El autor asegura que escribió (salvo la primera escena) “todos los capítulos al mismo tiempo”, obedeciendo menos a un programa que a los impulsos de la música que iba escuchando durante el trabajo. Hacia el final del libro, entre las “escenografías” (selección de imágenes en papel ilustración), Marchant reza: “Creo en diospadre, Richard Wagner; creo en su único hijo, Gustav Malher; creo en el espíritu santo, Mozart; creo en Schubert; creo en nuestra santa madre, común a todos, Bach; creo en Arnold Schönberg y Alban Berg; y porque creo en KarlHeinz Stockhausen, creo, a pesar de todo, en el futuro –de la música, se entiende”.

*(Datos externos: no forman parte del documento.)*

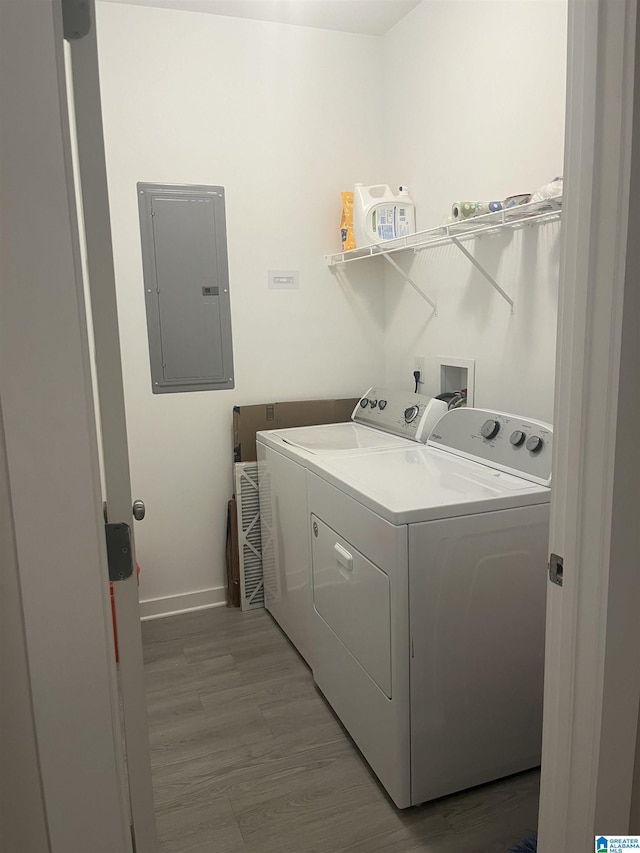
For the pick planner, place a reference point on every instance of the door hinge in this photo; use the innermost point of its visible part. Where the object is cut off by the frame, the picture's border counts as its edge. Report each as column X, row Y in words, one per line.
column 119, row 552
column 76, row 19
column 556, row 569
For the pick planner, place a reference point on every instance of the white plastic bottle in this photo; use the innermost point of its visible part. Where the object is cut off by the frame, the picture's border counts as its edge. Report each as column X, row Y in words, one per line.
column 379, row 214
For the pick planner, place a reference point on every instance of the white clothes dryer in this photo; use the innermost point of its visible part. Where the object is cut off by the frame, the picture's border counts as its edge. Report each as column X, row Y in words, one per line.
column 429, row 587
column 383, row 419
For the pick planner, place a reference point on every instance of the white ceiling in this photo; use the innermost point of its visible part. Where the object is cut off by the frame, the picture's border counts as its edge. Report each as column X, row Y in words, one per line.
column 370, row 17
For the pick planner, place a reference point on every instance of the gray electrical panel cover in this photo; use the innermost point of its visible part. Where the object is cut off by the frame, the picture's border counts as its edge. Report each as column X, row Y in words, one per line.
column 186, row 283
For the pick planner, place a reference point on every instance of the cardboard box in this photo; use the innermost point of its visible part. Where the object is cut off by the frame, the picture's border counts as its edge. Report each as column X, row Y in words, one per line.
column 248, row 420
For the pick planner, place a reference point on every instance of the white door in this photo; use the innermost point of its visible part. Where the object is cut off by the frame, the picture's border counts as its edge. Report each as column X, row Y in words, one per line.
column 592, row 682
column 95, row 232
column 54, row 495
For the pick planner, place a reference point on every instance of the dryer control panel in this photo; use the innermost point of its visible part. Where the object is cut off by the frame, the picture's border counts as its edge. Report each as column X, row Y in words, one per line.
column 401, row 413
column 511, row 443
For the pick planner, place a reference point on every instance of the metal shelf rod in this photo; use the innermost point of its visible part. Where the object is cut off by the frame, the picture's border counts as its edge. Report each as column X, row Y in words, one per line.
column 484, row 272
column 408, row 279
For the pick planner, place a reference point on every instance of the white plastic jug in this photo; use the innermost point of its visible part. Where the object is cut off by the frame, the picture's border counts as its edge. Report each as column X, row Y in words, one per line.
column 379, row 214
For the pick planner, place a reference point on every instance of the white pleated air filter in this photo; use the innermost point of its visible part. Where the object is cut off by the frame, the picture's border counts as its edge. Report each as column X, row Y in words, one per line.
column 249, row 540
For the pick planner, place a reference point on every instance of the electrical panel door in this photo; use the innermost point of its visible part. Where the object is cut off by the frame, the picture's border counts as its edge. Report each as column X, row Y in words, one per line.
column 186, row 281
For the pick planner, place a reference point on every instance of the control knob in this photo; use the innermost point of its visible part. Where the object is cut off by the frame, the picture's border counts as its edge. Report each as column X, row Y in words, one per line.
column 534, row 444
column 517, row 438
column 411, row 413
column 490, row 429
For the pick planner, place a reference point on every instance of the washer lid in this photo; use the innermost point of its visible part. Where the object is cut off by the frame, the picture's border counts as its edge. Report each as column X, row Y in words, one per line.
column 425, row 484
column 331, row 438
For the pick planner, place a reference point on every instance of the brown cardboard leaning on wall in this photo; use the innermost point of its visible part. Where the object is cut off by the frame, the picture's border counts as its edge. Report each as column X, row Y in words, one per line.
column 248, row 420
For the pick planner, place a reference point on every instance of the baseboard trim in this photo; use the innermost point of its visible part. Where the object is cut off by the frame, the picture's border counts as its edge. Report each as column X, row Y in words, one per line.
column 171, row 605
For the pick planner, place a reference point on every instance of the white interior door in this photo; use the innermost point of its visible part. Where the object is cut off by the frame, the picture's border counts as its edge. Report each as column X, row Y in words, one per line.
column 95, row 230
column 592, row 683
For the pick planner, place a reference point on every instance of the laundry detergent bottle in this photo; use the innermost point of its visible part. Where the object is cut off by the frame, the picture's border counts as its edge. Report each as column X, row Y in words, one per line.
column 379, row 214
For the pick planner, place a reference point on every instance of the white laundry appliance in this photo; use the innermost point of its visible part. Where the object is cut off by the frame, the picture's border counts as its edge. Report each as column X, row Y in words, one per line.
column 383, row 419
column 429, row 577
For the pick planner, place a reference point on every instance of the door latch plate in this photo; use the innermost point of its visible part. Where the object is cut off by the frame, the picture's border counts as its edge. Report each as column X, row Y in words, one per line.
column 556, row 569
column 119, row 554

La lectura criptográfica de Gabriela Mistral se desprende del texto casi como una conclusión o una necesidad. Es allí, en Desolación, donde Marchant encuentra el intrincado nudo entre árboles y madres a través del trabajo de “Arbol Muerto”, “Tres Arboles”, “Viernes Santo”, “Credo” y otros poemas. En todo caso, se trata de un libro de difícil acceso, no por la estrechez de sus puertas sino por la enorme cantidad de entradas, acaso innumerables. Sin embargo, mientras evaluamos por dónde introducirnos nos descubrimos en medio del texto, y cuando creemos no haber comprendido, sospechamos que, al fin y al cabo, vamos en la dirección correcta. Pues aquí, ninguno de los caminos conduce a Roma.